Stoichiometry is a fundamental concept in chemistry that deals with the quantitative relationships between reactants and products in a chemical reaction. It uses the coefficients in a balanced chemical equation to determine the proportions of molecules involved. For the reduction of the metal oxide \(\text{Z}_2\text{O}_3\) by hydrogen, the balanced equation is \(\text{Z}_2\text{O}_3 + 3\text{H}_2 \rightarrow 2\text{Z} + 3\text{H}_2\text{O}\). This equation shows that one mole of the metal oxide reacts with three moles of hydrogen gas to produce two moles of the metal and three moles of water. By understanding stoichiometry, we can predict how much of each substance is needed or produced in a reaction, which is crucial for solving problems that require precise calculations in chemistry.

Calculating the molar mass is essential for converting between the mass of a substance and the amount of substance in moles. To find the molar mass of a compound like \(\text{Z}_2\text{O}_3\), we sum the atomic masses of all the atoms in its formula. Use the periodic table to find the atomic weights.

• For oxygen (\(\text{O}\)): 16 u per atom, with three atoms contributing \(3 \times 16 = 48\) u to the total.
• For the metal (\(\text{Z}\)), its atomic weight is initially unknown.

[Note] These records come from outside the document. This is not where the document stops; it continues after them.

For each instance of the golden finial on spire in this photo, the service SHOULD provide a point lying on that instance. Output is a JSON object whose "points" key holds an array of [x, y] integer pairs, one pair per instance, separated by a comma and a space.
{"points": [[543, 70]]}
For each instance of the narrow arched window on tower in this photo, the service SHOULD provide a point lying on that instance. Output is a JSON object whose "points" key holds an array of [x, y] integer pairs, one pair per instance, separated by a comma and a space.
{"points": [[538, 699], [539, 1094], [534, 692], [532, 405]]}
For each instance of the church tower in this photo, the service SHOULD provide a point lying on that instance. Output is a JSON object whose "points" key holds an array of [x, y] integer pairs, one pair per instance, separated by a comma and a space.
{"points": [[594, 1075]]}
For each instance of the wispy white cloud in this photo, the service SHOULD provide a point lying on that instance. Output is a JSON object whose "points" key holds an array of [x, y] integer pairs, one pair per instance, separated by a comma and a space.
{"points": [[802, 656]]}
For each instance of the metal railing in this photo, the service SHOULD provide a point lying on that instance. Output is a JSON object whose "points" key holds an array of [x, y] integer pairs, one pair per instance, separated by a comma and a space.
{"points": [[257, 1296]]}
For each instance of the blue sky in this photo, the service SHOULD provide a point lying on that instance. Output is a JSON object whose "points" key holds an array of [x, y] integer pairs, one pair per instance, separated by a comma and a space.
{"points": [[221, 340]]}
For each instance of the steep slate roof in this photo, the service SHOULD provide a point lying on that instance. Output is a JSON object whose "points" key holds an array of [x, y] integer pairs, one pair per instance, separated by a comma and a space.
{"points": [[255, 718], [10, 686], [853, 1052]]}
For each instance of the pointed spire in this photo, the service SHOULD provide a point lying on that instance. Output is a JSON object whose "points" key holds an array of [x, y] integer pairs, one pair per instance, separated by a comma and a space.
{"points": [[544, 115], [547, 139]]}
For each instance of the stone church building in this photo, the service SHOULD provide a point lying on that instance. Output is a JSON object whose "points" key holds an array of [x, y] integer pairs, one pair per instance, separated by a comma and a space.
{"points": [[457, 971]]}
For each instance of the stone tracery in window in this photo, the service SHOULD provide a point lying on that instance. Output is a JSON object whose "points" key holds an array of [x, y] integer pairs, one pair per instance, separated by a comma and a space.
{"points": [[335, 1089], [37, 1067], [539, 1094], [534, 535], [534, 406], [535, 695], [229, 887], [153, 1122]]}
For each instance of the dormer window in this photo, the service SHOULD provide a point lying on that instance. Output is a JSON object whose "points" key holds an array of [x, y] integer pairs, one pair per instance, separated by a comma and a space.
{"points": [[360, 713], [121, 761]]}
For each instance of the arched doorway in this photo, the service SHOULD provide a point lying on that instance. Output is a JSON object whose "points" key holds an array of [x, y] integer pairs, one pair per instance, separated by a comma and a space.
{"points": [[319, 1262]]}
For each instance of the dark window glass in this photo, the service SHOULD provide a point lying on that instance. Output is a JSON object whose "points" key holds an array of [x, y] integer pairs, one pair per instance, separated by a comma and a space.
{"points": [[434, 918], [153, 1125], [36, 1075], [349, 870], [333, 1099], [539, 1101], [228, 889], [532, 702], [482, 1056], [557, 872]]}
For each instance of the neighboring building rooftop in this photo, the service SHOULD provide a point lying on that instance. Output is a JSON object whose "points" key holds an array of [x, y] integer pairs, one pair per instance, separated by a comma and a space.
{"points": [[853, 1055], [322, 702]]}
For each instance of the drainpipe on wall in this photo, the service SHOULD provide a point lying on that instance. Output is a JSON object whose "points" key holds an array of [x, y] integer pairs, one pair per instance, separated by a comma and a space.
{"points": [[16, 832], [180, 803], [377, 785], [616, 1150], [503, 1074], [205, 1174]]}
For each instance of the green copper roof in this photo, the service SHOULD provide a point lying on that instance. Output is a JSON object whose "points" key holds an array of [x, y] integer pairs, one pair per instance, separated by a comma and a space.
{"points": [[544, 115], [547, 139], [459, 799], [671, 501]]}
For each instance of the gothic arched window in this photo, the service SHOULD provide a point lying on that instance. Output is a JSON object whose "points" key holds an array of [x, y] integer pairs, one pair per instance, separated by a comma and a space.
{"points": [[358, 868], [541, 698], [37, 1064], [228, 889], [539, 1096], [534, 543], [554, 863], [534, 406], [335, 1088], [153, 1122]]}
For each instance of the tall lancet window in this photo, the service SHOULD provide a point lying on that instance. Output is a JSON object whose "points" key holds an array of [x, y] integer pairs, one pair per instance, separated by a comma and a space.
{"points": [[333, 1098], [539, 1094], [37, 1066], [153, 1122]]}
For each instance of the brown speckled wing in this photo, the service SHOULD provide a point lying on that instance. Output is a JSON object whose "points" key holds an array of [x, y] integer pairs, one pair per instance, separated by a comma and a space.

Given that the molar mass for \(\text{Z}_2\text{O}_3\) is calculated to be 159.6 g/mol, we can set up the equation \(2x + 48 = 159.6\), where \(x\) is the atomic weight of \(\text{Z}\). Solving this, we find that \(2x = 111.6\), hence \(x = 55.8\) u, determining the metal's atomic weight.

Determining atomic weights is critical for identifying elements and understanding their properties. In the context of the exercise, we find the atomic weight of element \(\text{Z}\) in the compound \(\text{Z}_2\text{O}_3\) by using molar masses and stoichiometry. Once the molar mass of the compound was found, the equation \(2x + 48 = 159.6\) allowed us to isolate \(x\), representing the atomic weight of \(\text{Z}\). Knowing this is vital to solving the problem as the atomic weight directly corresponds to the correct multiple-choice answer. Once solved, it was clear that \(x = 55.8\) u, confirming our calculations and understanding of the compound's makeup.

Hydrogen reduction reactions involve hydrogen gas reducing metal compounds to pure metals. In the exercise, hydrogen gas reacts with the metal oxide \(\text{Z}_2\text{O}_3\) under the equation \(\text{Z}_2\text{O}_3 + 3\text{H}_2 \rightarrow 2\text{Z} + 3\text{H}_2\text{O}\).

• Firstly, it is crucial to remember that hydrogen here serves as a reducing agent, meaning it donates electrons to \(\text{Z}_2\text{O}_3\), breaking its bonds with oxygen and forming water.
• This type of chemical reaction is an example of a redox reaction, specifically focusing on the reduction of the metal compound.
• Analyzing the reduction helps us understand the link between the consumed hydrogen and produced metal, allowing us to quantify reactants and products precisely.

By calculating the moles of \(\text{H}_2\) used and aligning it with stoichiometric principles, we accurately predict the amount of metal produced.